あいもかわらず駄文ですがどうぞ。
「せええええい!」
アイシャが角ウサギの腹部に短剣を突き刺す。彼女の武器は短剣である。
短剣が刺さった角ウサギは数秒後に息を引き取る。
ここは街道沿いの草原だ。街道からこの草原を挟んで森がある。森には凶暴な魔物が住み着いており危険であるためむやみに近づかないのが鉄則だ。
因みに森からこの草原までの距離は大体1㎞ぐらいだろうか、遠いようで意外と近い。
「うん、これで依頼の20頭討伐したね。」
俺が12頭、アイシャが8頭討伐した。…え?戦闘描写がない?だって俺は魔法を唱えただけだし、アイシャは短剣をさっきみたいに突き刺すだけの単純な作業だよ?勿論命かかってるけどね。
空が少しばかりオレンジ色に染まり始めたころに俺たちの依頼は完了した。
「じゃあ、角ウサギの角を剥ぎ取って帰ろうか。」
アイシャはうんと言い、自分の近くにある角ウサギの角の根元に刃を突き立てた。
俺も、近くの角ウサギから剥ぎ取り始める。前世では血を見るだけでも駄目だった俺だけど、この世界に生れ落ちてからはそんな事も言ってられず、こういった作業をもう何回もしてきて慣れてしまっている。
俺とアイシャはそれぞれ角ウサギの角を次元ポーチに詰める。因みに次元ポーチは魔法の力でいろんなものをしまえる魔法のポーチである。…決して〇次元ポケットではない。
そして、空が全体的にオレンジに染まったころに帰路に着いた。この草原までは街から2時間ほど馬を走らせる距離だった。
ここまで歩いて来ようとしていたら、また知らない商人のおじさんが「通り道だから乗っけてってやるよ。」とのことで送ってもらった。
ありがとう知らない商人のおじさんたち。
そんなことで、今は歩いて帰っているがおそらく街に着くのは夜遅くになってしまうだろう、もしかしたら野営も考えなくてはならないかもしれない…。
そんな事を考えていた時だった。
「うあああああああああああああ」
遠くから叫び声が聞こえた。
「アイシャ、聞こえた?!」
「うん!多分森のほうだよ。…あっ!あそこ!」
そうアイシャが言って指をさす、その先には今朝俺たちに絡んできたチャラーズの一人が走って森から出てきていた。…何かから逃げるようにして。

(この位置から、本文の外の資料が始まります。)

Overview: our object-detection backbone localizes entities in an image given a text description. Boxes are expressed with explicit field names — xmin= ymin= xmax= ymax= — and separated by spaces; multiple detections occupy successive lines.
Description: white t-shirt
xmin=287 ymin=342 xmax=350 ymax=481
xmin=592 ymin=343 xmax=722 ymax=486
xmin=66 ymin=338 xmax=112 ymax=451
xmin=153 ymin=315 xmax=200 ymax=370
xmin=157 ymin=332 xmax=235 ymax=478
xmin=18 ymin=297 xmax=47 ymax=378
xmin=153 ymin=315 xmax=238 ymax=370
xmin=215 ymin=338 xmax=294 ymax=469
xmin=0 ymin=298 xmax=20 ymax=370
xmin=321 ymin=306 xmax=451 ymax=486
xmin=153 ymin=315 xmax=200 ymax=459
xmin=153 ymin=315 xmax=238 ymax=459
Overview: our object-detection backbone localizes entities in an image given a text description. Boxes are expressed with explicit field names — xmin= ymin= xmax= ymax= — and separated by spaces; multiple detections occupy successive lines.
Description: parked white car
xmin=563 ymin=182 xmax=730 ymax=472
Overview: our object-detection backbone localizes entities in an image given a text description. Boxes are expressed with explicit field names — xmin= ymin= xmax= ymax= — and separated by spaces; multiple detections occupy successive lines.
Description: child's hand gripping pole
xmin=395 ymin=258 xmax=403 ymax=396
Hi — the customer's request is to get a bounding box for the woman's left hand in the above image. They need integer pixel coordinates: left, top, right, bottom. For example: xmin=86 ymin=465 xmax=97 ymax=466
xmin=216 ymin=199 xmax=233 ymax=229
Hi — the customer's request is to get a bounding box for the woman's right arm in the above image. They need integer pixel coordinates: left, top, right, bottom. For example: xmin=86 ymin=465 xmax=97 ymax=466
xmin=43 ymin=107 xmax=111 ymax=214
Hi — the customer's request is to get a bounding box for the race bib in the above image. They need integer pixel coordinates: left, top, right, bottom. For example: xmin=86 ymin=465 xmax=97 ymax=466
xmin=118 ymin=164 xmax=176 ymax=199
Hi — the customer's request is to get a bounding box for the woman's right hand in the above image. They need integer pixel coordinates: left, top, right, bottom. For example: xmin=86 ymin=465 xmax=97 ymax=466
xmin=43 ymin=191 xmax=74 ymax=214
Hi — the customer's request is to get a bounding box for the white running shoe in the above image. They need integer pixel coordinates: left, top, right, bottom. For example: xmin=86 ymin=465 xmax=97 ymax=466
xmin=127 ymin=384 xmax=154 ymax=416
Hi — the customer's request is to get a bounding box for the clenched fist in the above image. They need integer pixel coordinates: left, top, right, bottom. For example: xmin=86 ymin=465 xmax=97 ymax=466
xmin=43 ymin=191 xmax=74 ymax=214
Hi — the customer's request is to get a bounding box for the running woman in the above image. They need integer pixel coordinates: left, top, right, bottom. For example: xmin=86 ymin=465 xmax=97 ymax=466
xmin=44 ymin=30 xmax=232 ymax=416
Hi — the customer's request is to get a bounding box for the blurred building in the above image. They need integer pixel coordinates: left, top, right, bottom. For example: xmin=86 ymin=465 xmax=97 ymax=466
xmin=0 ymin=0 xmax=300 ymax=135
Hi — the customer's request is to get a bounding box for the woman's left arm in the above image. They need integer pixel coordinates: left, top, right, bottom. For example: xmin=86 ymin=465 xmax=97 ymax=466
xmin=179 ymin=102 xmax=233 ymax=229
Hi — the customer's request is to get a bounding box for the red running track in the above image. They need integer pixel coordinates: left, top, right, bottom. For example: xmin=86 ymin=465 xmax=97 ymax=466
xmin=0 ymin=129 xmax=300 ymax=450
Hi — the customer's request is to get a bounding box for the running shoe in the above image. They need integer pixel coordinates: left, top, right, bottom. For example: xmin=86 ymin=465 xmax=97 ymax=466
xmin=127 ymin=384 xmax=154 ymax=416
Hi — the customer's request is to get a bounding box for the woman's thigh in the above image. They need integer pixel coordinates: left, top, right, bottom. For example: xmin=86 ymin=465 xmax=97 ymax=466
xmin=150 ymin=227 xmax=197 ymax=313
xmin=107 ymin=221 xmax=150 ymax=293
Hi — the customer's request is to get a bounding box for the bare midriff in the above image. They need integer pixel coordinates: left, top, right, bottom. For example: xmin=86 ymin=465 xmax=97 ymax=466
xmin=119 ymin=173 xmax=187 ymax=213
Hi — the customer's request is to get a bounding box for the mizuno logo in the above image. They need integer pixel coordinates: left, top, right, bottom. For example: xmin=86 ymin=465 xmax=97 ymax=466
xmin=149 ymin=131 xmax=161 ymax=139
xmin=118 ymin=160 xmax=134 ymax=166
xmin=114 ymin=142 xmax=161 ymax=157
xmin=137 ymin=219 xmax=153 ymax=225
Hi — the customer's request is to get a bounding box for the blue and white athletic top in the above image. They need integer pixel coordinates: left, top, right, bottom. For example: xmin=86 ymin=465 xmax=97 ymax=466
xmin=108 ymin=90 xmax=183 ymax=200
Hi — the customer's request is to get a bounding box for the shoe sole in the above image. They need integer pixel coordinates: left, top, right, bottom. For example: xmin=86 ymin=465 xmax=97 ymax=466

チャラーズの一人は街道に居る俺たちに気付き手を伸ばす。
「助け————。」
そして、俺たちが動き出す前に森から出てきた大蛇の口の中に消えた。
「————あれは、ポイズンスネーク!?」
俺はチャラ男を飲み込んだ魔物の名前をいう。10歳以下のころは魔法の鍛錬よりもこの世界のことをよく知ろうと村にある本を読みあさっていた。その中でも一番繰り返し読んだのは『魔物図鑑』だ。魔物と呼ばれる事のない小さい生物から伝説級の魔物の伝承まで書いてある本である。
ポイズンスネークのページだって当然読んだ。体長は大体2メートルでCランクに設定されていた。しかし草原の向こうにいるポイズンスネークの体長は7メートルを超えている。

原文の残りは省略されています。